Qun Yuan Goh https://orcid.org/0009-0009-4371-5552
Sze Teik Teoh https://orcid.org/0000-0003-1419-1541
Ming Jie Chuah

DOI:

https://doi.org/10.15605/jafes.040.S1.262

Keywords:

hypercalcaemia, nephrocalcinosis, Bartter syndrome

Abstract

INTRODUCTION
Hypercalcaemia with nephrocalcinosis in infants is commonly caused by excessive calcium or vitamin D supplementation, neonatal primary hyperparathyroidism, subcutaneous fat necrosis or various genetic disorders.

CASE
We present a 6-month-old Indian male infant who was born preterm at 33 weeks, via elective LSCS for polyhydramnios with weight of 1.33 kg, length of 46 cm and head circumference of 27 cm.
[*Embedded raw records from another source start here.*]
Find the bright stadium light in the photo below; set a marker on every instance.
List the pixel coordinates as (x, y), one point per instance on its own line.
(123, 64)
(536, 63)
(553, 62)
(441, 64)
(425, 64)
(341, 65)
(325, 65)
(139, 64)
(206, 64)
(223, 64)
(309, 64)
His mother had severe polyhydramnios, requiring amnioreduction thrice. Both parents were consanguineous. During his 3-month-stay at NICU, he had persistent hypercalcaemia with intermittent polyuria. Serum calcium ranged: 2.5–2.9 mmol/L, phosphate: 1.85–3.05 mmol/L, alkaline phosphatase (ALP): 500–800 IU/L and 25(OH)D₃: 200 nmol/L. He also had hypochloraemic hypokalemic metabolic alkalosis, hyperreninemia (>550 mU/L) and hyperaldosteronemia (>3656 pmol/L). Ultrasound at 2-month-old demonstrated bilateral renal medullary nephrocalcinosis and cholelithiasis. Skeletal survey revealed no significant bony abnormalities. There were episodes of hyponatremia and hypokalemia, which improved spontaneously. Clinically, he had prominent forehead, triangular face, right hand pre-axial polydactyly and bilateral short distal phalanx of the 4th and 5th fingers with nail hypoplasia. His weight gain was poor with delayed motor development and hypotonia. At 6-month-old, his care was shared by paediatric nephrologist and endocrinologist. He was 3.57 kg with a length of 57.8 cm. His iPTH later resulted in relatively inappropriately raised level, (Ca: 2.81 mmol/L, PO₄: 1.87 mmol/L, ALP: 770 IU/L, iPTH: 68.3 pg/mL). Urinalysis showed profound natriuresis and hypercalciuria (24-hour urine Ca: 5.3 mg/kg/day). Ultrasound of the thyroid exhibited no abnormality. The parents’ calcium profiles were normal. Pamidronic acid (1 mg/kg/dose) was given (when serum calcium >3.0 mmol/L) but the hypercalcemia only transiently improved. Eventually, he was treated with indomethacin and free water supplement. The whole exome sequencing revealed a heterozygous pathogenic variant in ROR2 gene and a homozygous variant of uncertain significance in KCNJ1 gene.

CONCLUSION
Antenatal Bartter syndrome presents insidiously during neonatal period, typically with polyhydramnios, IUGR, prematurity, polyuria and failure to thrive. It can present with nephrocalcinosis accompanied by features resembling primary hyperparathyroidism. Genetic testing enhances the diagnostic precision of various Bartter syndrome subtypes.